Lately, LinkedIn reminds me more and more of how Facebook was ten years ago. What used to be a helpful network to manage your "profile for work" has turned into a void of unsolicited outreach from people selling anything and everything. That, and speculative invite requests from random people with the sole aim of scraping your email address to add to a sellabale database.

I continue to receive emails to an address I stopped actively using 5+ years ago. Most of these are speculative outreach from recruiters or "one hour consulting" gigs. I asked a few of the senders where they happened across my email address. The answer: a "LinkedIn database" for sale.

It doesn't stop there. Over the past year or so, I've received unsolicited SMS and WhatsApp messages, nudging me if I don't respond to the unsolicited email messages. Once again, I've asked the question "where did you get my mobile phone number from?" The answer, again: "a LinkedIn database."

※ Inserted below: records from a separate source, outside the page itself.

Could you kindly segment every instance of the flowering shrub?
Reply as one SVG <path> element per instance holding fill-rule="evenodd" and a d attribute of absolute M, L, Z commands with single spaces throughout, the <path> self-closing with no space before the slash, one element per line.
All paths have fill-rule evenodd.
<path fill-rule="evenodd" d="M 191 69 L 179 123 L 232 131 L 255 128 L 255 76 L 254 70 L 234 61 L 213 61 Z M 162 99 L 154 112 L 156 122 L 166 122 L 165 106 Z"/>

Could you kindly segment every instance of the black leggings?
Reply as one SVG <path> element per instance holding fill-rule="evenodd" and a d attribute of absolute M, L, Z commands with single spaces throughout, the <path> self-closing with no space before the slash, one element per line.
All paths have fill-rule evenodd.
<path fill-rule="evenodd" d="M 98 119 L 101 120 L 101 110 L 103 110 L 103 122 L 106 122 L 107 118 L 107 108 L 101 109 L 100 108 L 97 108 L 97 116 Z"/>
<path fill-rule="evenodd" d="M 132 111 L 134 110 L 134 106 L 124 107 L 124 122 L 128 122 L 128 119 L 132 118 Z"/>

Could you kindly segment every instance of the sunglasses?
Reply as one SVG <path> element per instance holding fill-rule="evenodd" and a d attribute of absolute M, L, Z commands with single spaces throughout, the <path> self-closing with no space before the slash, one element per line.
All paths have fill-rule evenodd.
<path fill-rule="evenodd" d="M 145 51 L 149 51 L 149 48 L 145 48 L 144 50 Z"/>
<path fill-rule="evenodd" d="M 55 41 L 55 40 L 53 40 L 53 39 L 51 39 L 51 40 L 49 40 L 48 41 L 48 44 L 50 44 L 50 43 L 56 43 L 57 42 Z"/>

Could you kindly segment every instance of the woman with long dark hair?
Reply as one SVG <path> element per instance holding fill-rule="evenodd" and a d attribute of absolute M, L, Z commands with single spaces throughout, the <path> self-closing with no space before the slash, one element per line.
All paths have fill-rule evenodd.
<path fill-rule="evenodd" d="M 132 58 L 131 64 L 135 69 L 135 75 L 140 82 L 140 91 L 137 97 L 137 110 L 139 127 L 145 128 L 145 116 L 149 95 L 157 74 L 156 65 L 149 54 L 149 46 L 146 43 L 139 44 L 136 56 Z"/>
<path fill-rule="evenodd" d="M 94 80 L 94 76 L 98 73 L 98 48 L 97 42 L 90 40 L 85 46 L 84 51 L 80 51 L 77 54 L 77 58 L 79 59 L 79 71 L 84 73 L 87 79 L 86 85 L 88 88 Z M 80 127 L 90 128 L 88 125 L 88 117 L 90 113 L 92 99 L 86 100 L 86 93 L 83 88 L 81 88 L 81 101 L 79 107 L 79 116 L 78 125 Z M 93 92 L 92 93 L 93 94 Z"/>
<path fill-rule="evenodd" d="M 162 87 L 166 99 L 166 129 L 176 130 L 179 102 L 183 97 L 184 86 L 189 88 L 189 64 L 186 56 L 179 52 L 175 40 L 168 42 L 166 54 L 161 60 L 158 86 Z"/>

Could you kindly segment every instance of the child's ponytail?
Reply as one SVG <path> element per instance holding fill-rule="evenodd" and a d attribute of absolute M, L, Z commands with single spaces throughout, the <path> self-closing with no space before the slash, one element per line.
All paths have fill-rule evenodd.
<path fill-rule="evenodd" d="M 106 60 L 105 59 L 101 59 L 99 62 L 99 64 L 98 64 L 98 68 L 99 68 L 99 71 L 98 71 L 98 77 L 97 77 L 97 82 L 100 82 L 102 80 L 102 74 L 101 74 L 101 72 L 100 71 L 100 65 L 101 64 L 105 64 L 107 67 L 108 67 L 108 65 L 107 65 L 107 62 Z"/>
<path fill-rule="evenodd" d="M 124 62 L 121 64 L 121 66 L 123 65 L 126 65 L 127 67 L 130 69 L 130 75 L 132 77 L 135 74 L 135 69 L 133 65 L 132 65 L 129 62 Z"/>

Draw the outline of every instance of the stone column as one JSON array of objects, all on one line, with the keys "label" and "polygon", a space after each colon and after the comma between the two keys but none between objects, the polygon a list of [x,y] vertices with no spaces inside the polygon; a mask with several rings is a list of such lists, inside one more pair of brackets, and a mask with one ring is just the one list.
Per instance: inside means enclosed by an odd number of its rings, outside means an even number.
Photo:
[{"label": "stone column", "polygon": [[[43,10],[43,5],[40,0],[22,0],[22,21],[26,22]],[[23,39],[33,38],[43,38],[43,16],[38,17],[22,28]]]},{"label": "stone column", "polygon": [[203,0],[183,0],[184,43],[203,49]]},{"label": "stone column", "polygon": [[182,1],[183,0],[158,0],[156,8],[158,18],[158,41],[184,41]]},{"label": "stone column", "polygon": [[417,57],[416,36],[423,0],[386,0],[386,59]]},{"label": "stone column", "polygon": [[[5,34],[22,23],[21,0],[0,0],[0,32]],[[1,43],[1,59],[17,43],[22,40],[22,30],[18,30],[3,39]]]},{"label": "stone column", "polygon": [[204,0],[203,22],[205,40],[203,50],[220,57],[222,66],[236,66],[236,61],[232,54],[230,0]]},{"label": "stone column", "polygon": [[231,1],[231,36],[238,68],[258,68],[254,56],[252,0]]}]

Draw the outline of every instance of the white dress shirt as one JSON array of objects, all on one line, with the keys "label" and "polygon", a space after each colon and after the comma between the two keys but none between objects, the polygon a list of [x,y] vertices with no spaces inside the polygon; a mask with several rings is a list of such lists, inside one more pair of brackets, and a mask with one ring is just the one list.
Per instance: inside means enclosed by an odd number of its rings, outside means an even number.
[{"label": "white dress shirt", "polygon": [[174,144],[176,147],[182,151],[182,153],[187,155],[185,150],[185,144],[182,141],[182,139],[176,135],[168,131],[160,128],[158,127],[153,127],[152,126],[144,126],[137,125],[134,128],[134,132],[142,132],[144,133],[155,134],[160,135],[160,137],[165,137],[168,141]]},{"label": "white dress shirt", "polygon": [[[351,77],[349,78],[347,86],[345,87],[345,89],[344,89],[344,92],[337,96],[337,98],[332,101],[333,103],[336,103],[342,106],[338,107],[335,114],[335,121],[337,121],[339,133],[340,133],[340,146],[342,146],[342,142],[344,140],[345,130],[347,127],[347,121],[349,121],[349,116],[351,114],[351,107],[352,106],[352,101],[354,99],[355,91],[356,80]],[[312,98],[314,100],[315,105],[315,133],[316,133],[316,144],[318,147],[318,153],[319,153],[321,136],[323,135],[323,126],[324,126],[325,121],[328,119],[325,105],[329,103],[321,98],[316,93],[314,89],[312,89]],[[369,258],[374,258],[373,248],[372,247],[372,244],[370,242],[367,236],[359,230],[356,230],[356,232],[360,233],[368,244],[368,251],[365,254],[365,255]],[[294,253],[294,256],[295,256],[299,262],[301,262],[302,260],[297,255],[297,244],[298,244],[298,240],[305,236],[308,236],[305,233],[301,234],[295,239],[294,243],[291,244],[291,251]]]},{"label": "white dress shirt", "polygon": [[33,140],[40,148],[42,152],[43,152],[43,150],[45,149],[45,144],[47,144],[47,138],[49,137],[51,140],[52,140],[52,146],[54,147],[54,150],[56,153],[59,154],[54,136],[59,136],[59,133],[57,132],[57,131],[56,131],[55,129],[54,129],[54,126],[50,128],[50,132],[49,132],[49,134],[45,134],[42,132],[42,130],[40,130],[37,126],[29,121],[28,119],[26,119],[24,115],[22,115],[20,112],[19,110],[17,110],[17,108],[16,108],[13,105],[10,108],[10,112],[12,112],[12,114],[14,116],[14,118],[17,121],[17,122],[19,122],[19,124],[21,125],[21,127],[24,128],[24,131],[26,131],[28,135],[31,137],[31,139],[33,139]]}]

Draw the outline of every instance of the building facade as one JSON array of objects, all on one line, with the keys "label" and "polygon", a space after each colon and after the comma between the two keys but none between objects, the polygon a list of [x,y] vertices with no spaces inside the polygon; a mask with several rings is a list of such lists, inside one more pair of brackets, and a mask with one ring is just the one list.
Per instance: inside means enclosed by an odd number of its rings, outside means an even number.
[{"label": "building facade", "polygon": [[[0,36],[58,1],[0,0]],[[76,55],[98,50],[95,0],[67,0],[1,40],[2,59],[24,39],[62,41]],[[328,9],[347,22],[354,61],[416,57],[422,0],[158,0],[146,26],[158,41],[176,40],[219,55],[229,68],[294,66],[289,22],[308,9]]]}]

Every time I receive these messages I block them, report them as spam and - obviously - delete them. This isn't good for anybody. It can't be good for senders, because time and money spent on these databases could be better spent elsewhere. It can't be good for companies building email or SMS sending software or APIs - sender reputation is more important than ever.

And, of course, it's not good for recipients of unsolicited messages. More filter, for more noise.

Thankfully there's a quick and simple solution. Visit this link, and toggle the setting below as I have:

So, what happened when I turned off LinkedIn connections?

I turned "connections" off a few weeks ago - as an experiment - and it changed how I use LinkedIn. It's actually useful again. I spend more time reading useful content, from people in my network I know and trust. Less time deleting invites. People who know me or I've been connected to can still find me there - they know my email address. People who don't know me can still find me on Twitter.

Intros used to be the best part of LinkedIn - until they weren't. Thankfully Connor Murphy is building a better alternative, Bridge. I don't use it as much as I should, but the framework he's created is infinitely better than anything else out there. Connections happen by mutual consent, with no hoodwinking. Just like the best intros have always been.